The U.S. Fed decided to hike rates with another 25 basis points. Markets were quite volatile after the announcement. Interestingly, there was a lot of fuzz on price changes in stocks, gold and currencies, but almost nobody was talking about the moves in what is becoming one of the most attractive markets: emerging stock markets. Today, emerging stock markets were able to break out which, as always, is an unusually important event.

That should not come as a surprise as InvestingHaven’s research team saw that coming a long time ago. Almost a year ago, we published this article: Will emerging stock markets become the investment of 2016 and 2017? Later in the year, we published this emerging stock markets forecast for 2017, and that was another spot-on call. This is a quote from that article:

However, if the dollar weakens from here, and only rises moderately, we see EMM rise to its resistance line at 43 points. That is our bullish forecast Chances are high that EMM could break out. Such an event, given its long sideways trading, would be significant. Emerging markets will attract a lot of interest from the investment community, which will feed the bullishness. The line in the sand is 103 points in the U.S. dollar index.

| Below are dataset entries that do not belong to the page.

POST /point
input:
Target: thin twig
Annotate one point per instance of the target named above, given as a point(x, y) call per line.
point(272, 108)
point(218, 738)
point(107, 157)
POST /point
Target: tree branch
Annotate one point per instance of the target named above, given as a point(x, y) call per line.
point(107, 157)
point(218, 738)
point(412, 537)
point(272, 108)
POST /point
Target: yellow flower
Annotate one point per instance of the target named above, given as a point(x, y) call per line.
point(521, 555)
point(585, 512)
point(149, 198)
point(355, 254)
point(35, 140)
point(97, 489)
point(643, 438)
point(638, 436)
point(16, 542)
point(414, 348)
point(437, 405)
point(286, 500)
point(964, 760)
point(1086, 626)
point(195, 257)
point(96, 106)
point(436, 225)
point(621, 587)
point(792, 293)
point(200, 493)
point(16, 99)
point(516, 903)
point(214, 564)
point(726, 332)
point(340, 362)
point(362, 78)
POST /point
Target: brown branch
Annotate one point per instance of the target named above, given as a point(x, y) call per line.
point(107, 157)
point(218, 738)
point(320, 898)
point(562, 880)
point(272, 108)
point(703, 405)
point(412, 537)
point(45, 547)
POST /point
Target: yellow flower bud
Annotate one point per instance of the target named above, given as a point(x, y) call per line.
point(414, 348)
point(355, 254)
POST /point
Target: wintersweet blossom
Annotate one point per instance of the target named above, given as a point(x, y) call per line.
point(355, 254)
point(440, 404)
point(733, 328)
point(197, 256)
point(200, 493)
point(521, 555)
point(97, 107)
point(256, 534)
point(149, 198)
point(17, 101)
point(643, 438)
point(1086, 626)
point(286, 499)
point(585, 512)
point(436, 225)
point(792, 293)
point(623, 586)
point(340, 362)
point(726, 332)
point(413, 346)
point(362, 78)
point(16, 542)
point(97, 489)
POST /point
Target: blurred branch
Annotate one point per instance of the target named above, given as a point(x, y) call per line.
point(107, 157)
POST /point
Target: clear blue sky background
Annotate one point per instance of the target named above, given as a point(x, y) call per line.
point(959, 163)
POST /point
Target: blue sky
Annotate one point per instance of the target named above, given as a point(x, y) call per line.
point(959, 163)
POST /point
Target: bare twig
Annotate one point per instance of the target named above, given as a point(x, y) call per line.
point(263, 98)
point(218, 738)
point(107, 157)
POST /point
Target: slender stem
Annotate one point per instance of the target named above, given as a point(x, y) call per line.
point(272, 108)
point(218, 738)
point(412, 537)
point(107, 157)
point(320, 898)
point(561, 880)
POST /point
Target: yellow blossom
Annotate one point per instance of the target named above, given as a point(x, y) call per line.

This quote shows again how intermarket dynamics work. There is always this dominant trend, which is one specific market influencing other martets. Our take on emerging stock markets was that they could rise only if the U.S. dollar would not rise too fast, or, alternatively, weaken. And that is exactly what is happening right now: the dollar is not able to move into a raging bull market, leaving room for emerging stock markets to enter into a bull market.

Emerging stock markets are the clear winner after the U.S. Fed rate hike. The breakout is visible on the 5-year chart. Former resistance has given away today.

As always, a breakout needs to be confirmed. What that specifically means is that EEM ETF, representing emerging stock markets, needs to trade at least 3 consecutive weeks above the 39 level. Moreover, typically a breakout is followed by a retest of the breakout level; if that retest is successful, then it becomes a support area.